REVIEW | Alex Cross (2012)



Detective Alex Cross, James Patterson's protagonist from his popular and top-selling US detective novel series, finds his way again to the silver screen. 

The movie, based on the twelfth novel Cross, portrays an impossibly good black American forensic psychologist Dr. Alex Cross (Tyler Perry). Alex Cross is the detective counterpart of Dr. House sans the attitude-- he  is rarely wrong. But one day, Alex Cross finally meets his equal -  a psychotic and highly skilled ex-operative serial killer called Michael "The Butcher" Sullivan (Matthew Fox) who is obsessed with inflicting pain on his victims.

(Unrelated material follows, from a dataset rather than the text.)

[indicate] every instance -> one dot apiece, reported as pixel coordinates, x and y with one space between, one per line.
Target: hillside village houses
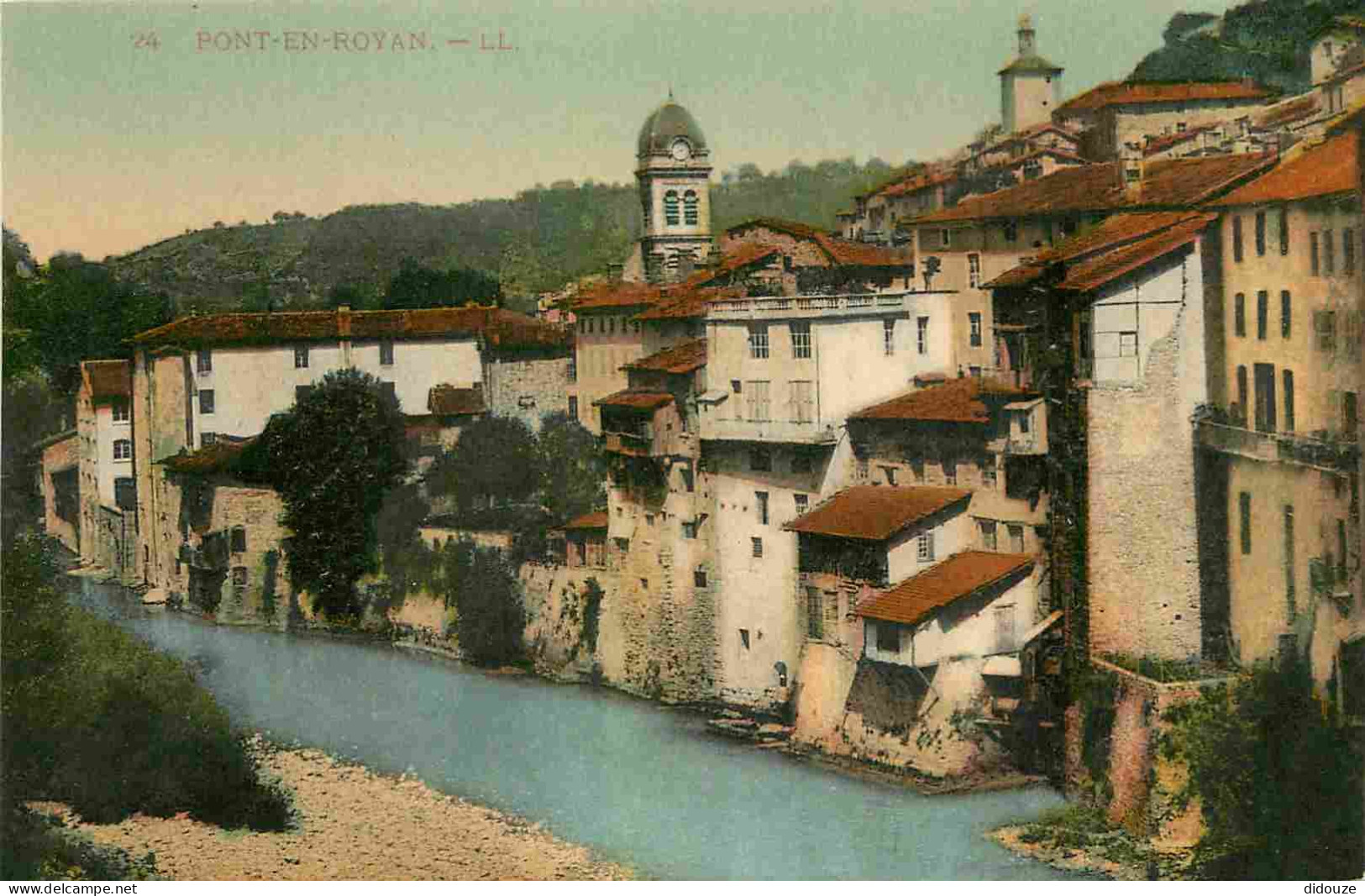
858 480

And when The Butcher murders Cross' wife in front of him, our hero vows to destroy him. But it's proving to be a tiny bit difficult for him.

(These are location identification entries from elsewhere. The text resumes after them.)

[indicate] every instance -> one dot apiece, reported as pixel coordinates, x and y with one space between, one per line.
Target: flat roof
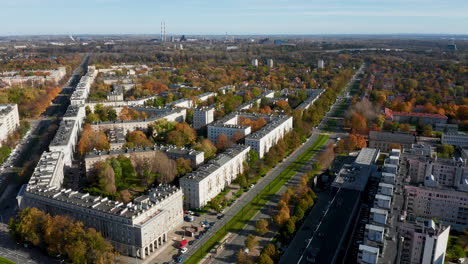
367 156
375 228
383 197
353 177
379 211
387 185
369 249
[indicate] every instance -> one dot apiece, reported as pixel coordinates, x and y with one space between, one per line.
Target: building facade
423 242
383 140
448 206
136 229
9 120
209 180
456 139
195 157
202 117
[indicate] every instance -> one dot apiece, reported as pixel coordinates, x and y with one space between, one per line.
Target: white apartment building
255 62
136 229
368 254
374 233
12 78
183 103
48 171
385 189
270 63
205 96
320 64
445 172
202 117
65 140
423 242
195 157
209 180
77 113
447 205
80 95
176 115
378 216
9 120
262 140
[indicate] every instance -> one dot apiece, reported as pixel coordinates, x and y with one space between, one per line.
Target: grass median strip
250 209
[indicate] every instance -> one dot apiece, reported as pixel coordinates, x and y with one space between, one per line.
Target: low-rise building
9 120
48 171
415 118
195 157
203 184
65 140
384 140
136 229
456 139
374 233
383 201
446 128
202 117
449 206
378 216
261 141
368 254
445 172
36 76
75 112
176 115
116 138
423 242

Alex Cross' loyal sidekick played by Edward Burns.


Directed by Rob Cohen (The Fast and The Furious), Alex Cross feels like a television cop drama, except that CSI or Law and Order are much more exciting. It's surreal to be inside a cinema and watching on the big screen something that feels absolutely a hundred percent like a TV episode of some cop drama series-- from the screenplay down to the cinematography. It makes you want to reach for the remote control and surf for something better on TV. But since you have, like, a hundred other people watching with you, you politely stay put and watch it. Good thing it can hold your attention until the end.

The Butcher is proving be a difficult criminal for Cross.

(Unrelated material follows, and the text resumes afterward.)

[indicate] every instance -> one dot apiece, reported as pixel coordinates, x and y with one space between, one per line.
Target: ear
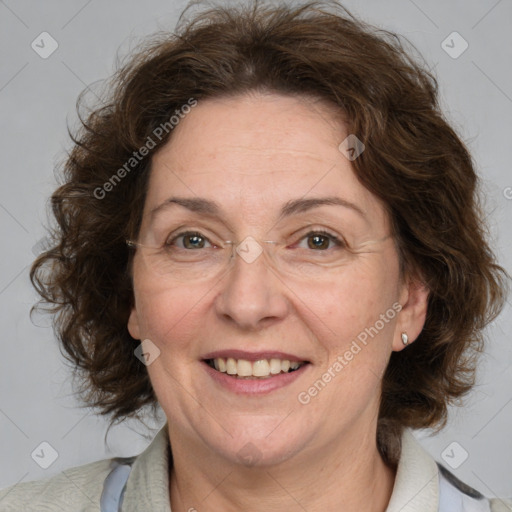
411 319
133 324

Alex Cross hasn't got that cinematic feel to it. The story is plain, Dr. Alex Cross is plain in a teddy bear kind of way, and The Butcher looks cartoonish, interesting but not frightening. The characters lack depth and the fight scenes are boring, captured in tight close-up shots, fast and blurry, so you can't get any excitement and tension from the physical power play.

Alex Cross might be more interesting as a novel (I don't know because I have yet to try reading it). But this movie adaptation cannot trigger any sort of mental and emotional excitement. It's a crime thriller without the thrill. It's not boring at all, but it's one of the plainest motion pictures I have ever seen. This might work better as a TV series-- but with this kind of screenplay and direction, even Law and Order would still be more exciting.

Also starring Jean Reno.

2 out of 5 stars
In Philippine Cinemas October 17, 2012











Comments

Unknown said…
But the books were really good. Wahhh ... this is sad.